Die Schlammschlacht um Adrienne Goehler, Präsidentin der Hochschule für bildende Künste (HfbK), erreichte gestern ihren vorläufigen Höhepunkt. Die von den Hamburger Medien verbreitete Nachricht, daß das HfbK-interne Parlament die Ex-GALierin mit knapper Mehrheit zum Rücktritt aufgefordert und diese daraufhin am Montag ein Diszplinarverfahren gegen sich selber bei der Wissenschaftsbehörde beantragt hatte, bereitete den Boden für massive Attacken von seiten ihrer Gegner. Diese treiben bereits seit einem halben Jahr mit allen Mitteln den Sturz der 36jährigen voran. Adrienne Goehler hingegen mochte sich gestern nicht äußern.

Das Disziplinarverfahren sei ein reines Ablenkungsmanöver, so Franz Erhard Walther, HfbK-Professor und neben seinen Kollegen Martin Rögener, Hans-Joachim Lenger und Ex-HfbK-Chef Carl Vogel einer der schärfsten Goehler- Kritiker. Die drei sowie 25 weitere HfbK-Mitglieder hatten im April dieses Jahres in einem offenen Brief den Abtritt der Präsidentin verlangt. Adrienne Goehler wisse genau, daß dieses Verfahren kein greifbares Vergehen zu Tage fördere. Es gehe vielmehr darum, daß ihr „katastrophaler Amtsstil irreparable Schäden“ hinterlasse. Tatsächlich trüge eine behördliche Untersuchung nur zur Klärung von Dienstverletzungen bei, bestätigte gestern Behördensprecher Jenspeter Rosenfeldt.

Walter und Co, die jetzt so scharf gegen die Einschaltung der Behörde schießen, haben indes wiederholt vergeblich versucht, Wissenschaftssenator Leonhard Hajen für ihre Zwecke einzuspannen. Zuletzt intervenierte Goehlers Amtsvorgänger Carl Vogel bei dem SPD-Politiker. Mitgebracht hatte er ein noch nicht veröffentlichtes Dossier über die angeblichen Verfehlungen der ausgebildeten Psychologin, in dem die bislang sehr schwammigen Vorwürfe wie Inkompetenz oder Überheblichkeit an Beispielen belegt seien sollen. Doch Hajen kann und will nicht in die Hochschulautonomie eingreifen. Über innere Angelegenheiten muß die HfbK selber entscheiden.

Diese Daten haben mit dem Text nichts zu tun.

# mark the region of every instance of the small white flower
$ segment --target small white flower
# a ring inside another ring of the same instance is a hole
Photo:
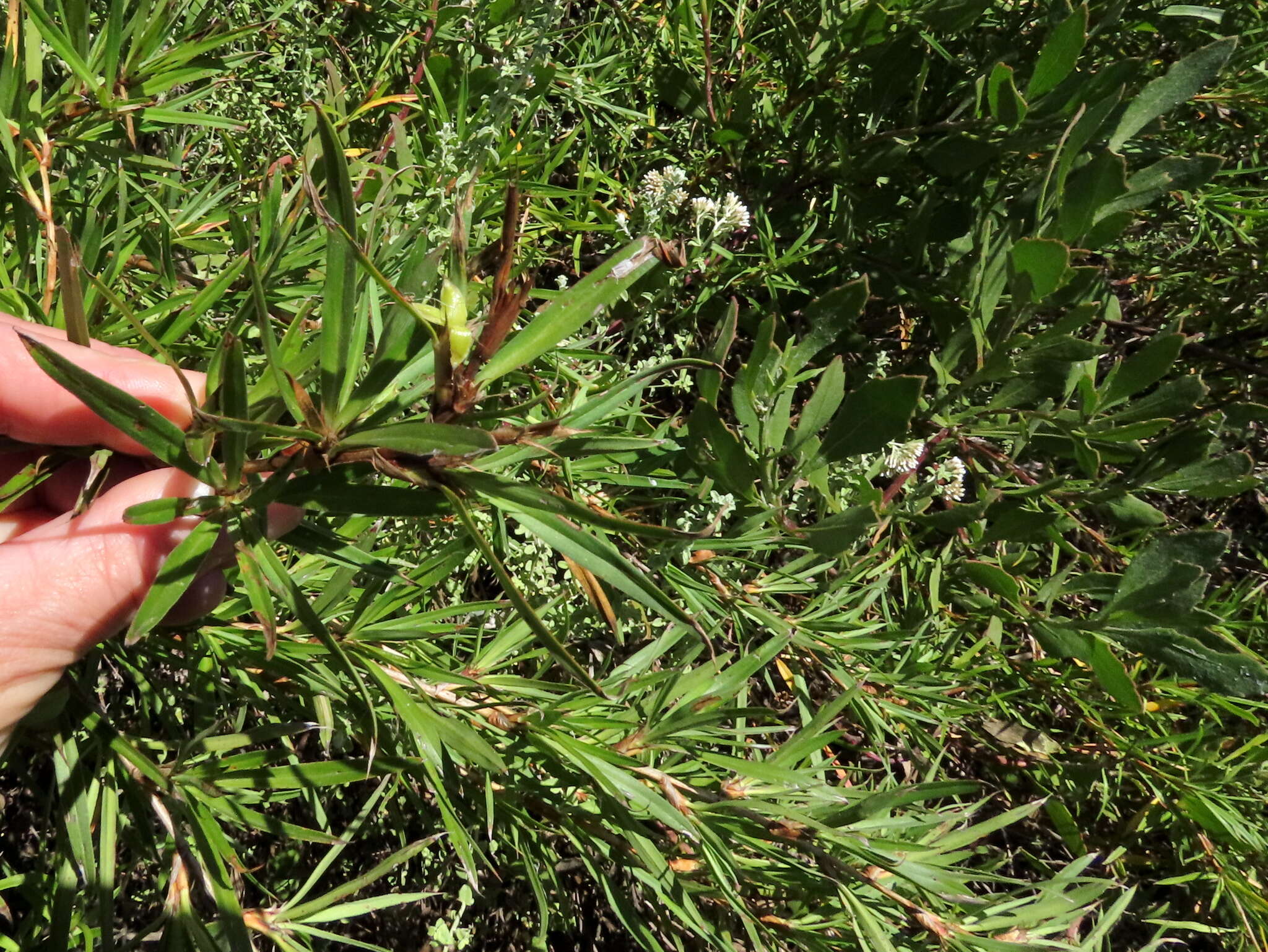
[[[885,475],[912,472],[919,465],[922,453],[924,453],[923,440],[889,444],[885,446]]]
[[[933,472],[929,475],[937,484],[938,493],[943,499],[947,502],[960,502],[964,498],[964,478],[967,473],[969,468],[964,464],[962,459],[948,456],[933,466]]]
[[[723,231],[739,231],[747,228],[751,218],[748,205],[739,200],[739,195],[728,191],[727,198],[718,203],[718,227]]]
[[[709,502],[720,507],[721,511],[718,513],[720,518],[727,518],[735,510],[735,497],[730,493],[720,493],[716,489],[710,489]]]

Die Ursachen des Streits verbergen sich im undurchsichtigen Dschungel von verletzten Eitelkeiten, Verteilungskämpfen und Unzufriedenheit. Einer der Tropfen, der das Faß zum Überlaufen brachte, sei die während der Amtszeit von Adrienne Goehler immer stärker gewordene Kritik sowohl von Seiten einiger Lehrender als auch derStudtentInnen an den verbeamteten ProfessorInnen gewesen, so ein Insider. Diese hätten es sich in ihrer Nische bequem gemacht. Das Engagement in der Studenten-Ausbildung habe sich bedenklich dem Nullpunkt genähert. „Der Filz in den einzelnen Fachbereichen ist enorm“, so ein Student.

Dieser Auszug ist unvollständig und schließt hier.